The area used to be the hub of bicycle manufacturing for northern China and even up until a couple of years ago, the streets were crammed with buyers who could not load the stock onto trucks quickly enough for sale around the nation.
But Xiao doesn’t bother turning on the showroom lights these days – hardly anybody comes through the door.
The bike-sharing boom has changed everything. While sharing firms have placed big orders with some manufacturers, others like Baochi have been left out of the race, their prospects punctured by a sharp change in the market.
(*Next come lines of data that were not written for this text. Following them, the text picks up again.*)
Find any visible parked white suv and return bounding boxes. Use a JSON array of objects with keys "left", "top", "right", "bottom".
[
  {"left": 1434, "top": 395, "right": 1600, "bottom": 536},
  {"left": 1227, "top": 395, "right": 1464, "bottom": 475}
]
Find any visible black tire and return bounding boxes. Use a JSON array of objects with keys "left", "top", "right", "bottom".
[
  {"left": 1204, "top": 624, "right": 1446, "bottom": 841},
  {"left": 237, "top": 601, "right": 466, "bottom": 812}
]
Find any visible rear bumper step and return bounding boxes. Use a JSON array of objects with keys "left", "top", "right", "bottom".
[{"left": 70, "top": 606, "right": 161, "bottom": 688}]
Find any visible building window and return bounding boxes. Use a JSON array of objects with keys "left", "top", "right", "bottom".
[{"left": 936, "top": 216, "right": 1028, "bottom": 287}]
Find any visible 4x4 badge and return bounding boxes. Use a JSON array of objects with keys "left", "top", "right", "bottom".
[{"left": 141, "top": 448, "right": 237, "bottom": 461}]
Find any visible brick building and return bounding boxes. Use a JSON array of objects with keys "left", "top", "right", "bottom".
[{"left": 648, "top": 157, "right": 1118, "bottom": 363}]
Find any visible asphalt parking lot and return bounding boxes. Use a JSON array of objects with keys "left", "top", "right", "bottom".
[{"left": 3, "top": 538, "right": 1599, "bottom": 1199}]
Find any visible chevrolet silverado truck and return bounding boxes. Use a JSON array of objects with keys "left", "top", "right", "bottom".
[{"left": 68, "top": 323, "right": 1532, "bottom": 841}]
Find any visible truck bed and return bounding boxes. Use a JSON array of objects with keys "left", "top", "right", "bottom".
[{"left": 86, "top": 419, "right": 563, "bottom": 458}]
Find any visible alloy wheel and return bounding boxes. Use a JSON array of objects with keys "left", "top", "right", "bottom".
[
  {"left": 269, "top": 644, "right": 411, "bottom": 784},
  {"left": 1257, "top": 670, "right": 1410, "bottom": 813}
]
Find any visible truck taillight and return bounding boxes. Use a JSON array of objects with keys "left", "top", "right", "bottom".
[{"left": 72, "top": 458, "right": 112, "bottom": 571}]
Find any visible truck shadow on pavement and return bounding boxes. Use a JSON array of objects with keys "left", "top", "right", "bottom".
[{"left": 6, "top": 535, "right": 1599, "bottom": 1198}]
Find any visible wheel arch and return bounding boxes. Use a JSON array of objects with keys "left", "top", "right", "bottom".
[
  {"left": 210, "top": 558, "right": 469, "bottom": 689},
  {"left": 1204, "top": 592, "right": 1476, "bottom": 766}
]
China has embraced the sharing economy like few other countries, with flourishing platforms offering everything from peer-to-peer lending to rental umbrellas. Chinese consumers lead the world in their in preference for shared products or services, according to a 2014 Nielsen survey. And support for the sector has been written into the country’s 2016-2020 economic blueprint in the hope that the growth will help counter slowing expansion elsewhere.
Bike-sharing firms began taking off around the country early last year, offering internet-connected users a convenient and cheap form of transport around China’s clogged cities with just the swipe of a phone. Backed by more than US$1 billion in combined financing, 70-plus bike-sharing companies entered the rapidly expanding market.